Vida em família é uma delícia

Vida em família é uma delícia, desde que você não pretenda ser ouvido. O chefe de família, o guardião… mas não espere penetrar na conversa de sua  mulher, filha, cunhada, tias.

Uma coisa que sempre me intrigou é: por que, quando estão no telefone, nunca passam recado.

Minha mulher, ao telefone com a prima Cecília. Estão se despedindo. Meu celular toca.

– Me chama a Renée, urgente.

– Aqui é o marido dela. O quê…

– Tem uma bomba no carro…

– Bomba?  Olha, ela está no telefone com a Cecília.

– Deus meu! É isso, fala pra Renée dizer pra Cecília não ligar o carro. Puseram uma bomba nele. Se ligar, explode tudo.

Jogo o celular no sofá, sem desligar. Grito, apavorado.

– Renée, diz para a Cecília não ligar o carro. Tem uma bomba.

Ela:

– Então está bem, Cecília. Não esquece de tomar o xarope.  Diz pra sua mãe que mando um beijo.

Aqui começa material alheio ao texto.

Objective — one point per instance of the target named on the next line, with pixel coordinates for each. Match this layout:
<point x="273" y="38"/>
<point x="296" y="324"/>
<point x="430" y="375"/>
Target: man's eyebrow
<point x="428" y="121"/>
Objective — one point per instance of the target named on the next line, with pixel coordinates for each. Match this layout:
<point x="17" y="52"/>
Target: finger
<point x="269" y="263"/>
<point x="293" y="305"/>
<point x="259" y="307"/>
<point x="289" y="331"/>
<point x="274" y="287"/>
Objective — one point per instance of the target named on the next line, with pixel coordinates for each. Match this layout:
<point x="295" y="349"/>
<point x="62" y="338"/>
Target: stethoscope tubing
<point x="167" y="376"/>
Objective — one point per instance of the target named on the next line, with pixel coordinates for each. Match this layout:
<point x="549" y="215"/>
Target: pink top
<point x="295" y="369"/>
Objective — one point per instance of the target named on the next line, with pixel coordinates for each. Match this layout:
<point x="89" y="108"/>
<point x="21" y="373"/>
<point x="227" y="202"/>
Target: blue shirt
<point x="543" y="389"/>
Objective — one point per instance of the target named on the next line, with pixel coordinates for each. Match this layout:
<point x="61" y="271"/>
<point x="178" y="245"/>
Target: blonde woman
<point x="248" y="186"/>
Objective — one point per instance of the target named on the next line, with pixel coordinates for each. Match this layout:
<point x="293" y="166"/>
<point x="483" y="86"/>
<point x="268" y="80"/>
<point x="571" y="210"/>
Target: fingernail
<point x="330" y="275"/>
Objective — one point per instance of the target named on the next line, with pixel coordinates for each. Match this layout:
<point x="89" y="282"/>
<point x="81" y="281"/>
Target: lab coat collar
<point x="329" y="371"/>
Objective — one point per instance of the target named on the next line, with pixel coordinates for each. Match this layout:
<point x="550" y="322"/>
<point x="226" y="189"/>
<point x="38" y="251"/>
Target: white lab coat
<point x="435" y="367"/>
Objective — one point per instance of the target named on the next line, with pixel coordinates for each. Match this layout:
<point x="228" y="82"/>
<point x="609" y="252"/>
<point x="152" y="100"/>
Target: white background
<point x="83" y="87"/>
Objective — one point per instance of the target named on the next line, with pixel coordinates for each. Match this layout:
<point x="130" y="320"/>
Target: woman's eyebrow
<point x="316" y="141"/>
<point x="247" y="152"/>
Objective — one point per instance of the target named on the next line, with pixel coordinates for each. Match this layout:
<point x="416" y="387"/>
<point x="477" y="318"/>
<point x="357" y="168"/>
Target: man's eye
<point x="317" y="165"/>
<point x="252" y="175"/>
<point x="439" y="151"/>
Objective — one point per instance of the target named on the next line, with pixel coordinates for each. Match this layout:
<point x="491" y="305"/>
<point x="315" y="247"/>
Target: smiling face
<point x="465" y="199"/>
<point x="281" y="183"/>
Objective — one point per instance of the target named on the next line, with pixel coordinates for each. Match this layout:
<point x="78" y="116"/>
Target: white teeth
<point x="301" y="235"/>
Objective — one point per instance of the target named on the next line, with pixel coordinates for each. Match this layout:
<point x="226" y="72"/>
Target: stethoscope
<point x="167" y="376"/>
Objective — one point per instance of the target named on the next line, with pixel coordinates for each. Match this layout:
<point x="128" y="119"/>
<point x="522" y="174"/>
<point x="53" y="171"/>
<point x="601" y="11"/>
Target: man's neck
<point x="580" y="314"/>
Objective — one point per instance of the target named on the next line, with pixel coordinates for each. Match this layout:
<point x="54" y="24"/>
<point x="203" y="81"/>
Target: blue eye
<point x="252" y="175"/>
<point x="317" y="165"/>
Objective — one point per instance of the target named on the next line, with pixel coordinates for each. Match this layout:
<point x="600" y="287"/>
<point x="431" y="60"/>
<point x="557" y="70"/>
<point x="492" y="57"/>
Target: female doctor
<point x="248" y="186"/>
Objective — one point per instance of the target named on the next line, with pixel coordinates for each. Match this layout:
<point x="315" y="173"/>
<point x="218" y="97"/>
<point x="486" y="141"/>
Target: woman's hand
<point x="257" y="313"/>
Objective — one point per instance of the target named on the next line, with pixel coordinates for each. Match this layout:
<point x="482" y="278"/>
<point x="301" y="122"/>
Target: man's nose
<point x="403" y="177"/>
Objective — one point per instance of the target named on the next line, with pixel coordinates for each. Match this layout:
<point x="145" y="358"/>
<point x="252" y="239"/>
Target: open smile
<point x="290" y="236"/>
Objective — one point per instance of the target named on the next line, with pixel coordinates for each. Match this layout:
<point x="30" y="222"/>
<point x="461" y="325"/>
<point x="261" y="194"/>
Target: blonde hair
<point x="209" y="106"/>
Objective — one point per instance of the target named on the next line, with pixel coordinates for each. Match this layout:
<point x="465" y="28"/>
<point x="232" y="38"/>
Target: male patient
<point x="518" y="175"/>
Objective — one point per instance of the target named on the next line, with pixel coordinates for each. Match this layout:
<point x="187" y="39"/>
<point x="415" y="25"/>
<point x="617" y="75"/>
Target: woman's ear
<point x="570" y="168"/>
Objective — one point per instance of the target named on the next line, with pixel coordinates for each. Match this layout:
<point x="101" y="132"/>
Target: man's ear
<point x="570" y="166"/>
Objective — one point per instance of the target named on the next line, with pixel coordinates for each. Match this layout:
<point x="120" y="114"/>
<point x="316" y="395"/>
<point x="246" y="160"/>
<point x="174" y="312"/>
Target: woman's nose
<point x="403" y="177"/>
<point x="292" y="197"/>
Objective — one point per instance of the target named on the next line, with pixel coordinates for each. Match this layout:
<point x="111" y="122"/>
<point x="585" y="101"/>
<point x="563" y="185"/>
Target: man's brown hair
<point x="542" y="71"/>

Tchau.

 E desliga.

                             * * *

Estou na cabeceira da mesa de jantar, controlando minha ansiedade. Pedi para Renée convocar esta pequena reunião em família, com um jantar caprichado. Há três meses, tomei a decisão da minha vida. Chega um momento em que a pessoa se conscientiza do que foi a sua história, e de como deverá ser a partir de então. Durante três meses ajustei sensibilidades e emoções. Agora, vou abrir o coração e revelar-me com toda franqueza.

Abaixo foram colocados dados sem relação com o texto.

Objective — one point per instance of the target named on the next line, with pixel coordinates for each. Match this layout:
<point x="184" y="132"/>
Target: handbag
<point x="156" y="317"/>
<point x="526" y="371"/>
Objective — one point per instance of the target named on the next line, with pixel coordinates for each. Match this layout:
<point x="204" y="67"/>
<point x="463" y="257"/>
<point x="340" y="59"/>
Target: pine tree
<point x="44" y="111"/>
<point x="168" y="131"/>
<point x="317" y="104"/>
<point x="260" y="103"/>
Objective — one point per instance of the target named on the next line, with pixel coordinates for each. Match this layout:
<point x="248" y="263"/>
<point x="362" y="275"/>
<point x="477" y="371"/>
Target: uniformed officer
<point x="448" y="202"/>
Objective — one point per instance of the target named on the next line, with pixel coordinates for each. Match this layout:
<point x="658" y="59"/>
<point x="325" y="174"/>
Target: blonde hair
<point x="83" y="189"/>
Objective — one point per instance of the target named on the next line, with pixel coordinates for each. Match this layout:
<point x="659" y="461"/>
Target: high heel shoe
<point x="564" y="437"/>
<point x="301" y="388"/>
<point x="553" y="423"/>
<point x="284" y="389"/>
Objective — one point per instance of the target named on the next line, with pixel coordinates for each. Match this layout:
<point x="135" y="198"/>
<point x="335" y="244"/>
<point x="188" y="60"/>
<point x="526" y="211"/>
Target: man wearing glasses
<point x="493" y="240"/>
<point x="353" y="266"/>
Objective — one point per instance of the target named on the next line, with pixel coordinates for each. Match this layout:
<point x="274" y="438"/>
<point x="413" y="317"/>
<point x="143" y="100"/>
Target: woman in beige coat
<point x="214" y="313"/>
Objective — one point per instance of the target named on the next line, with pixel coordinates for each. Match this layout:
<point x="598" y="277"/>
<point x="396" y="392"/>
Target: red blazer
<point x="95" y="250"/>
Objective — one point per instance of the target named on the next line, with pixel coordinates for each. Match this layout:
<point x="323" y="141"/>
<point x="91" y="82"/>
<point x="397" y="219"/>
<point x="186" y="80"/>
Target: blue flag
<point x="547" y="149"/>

Levanto, para falar, ou fico sentado? Não posso ser solene demais.

Sentado:

– Minha querida família, reuni vocês aqui, hoje, porque tenho a declaração mais importante da minha vida para lhes fazer. Eu…

A voz da tia Alzira, baixinho.

– Esse arroz está sem sal.

Da tia Adélia, baixinho:

– Sem sal coisa nenhuma. Você é que sempre implica com meu arroz.

Sosô, minha filha, não tão baixo.

– É, a Alzirinha tem razão. Adelinha sempre pão-dura no sal.

Renée:

– Você parece seu tio Alfredo, Sosô. Ele sempre exagerou no sal e viu o que aconteceu?

– Ah – pergunta vivamente Lena, minha cunhada. – Como está o Alfredão, saiu do hospital?

É o mote para se contar, mais uma vez, as façanhas do tio Alfredo, que gosta de vinho, usa suspensório e fuma charuto. Sai até a história da noite em que chegou em casa passado… ah,ah,ah, todos começam a rir antes do desfecho. Resolveu tomar banho, encheu a banheira e se enfiou embaixo do chuveiro. Só o Alfredão, mesmo.

Um clima de grande descontração toma conta da mesa.  Cecília ia começar a contar mais uma vez o trote da bomba, quando Renée lembra-se vagamente de algo. Vira-se para mim:

– Meu bem, você não ia contar uma história pra gente?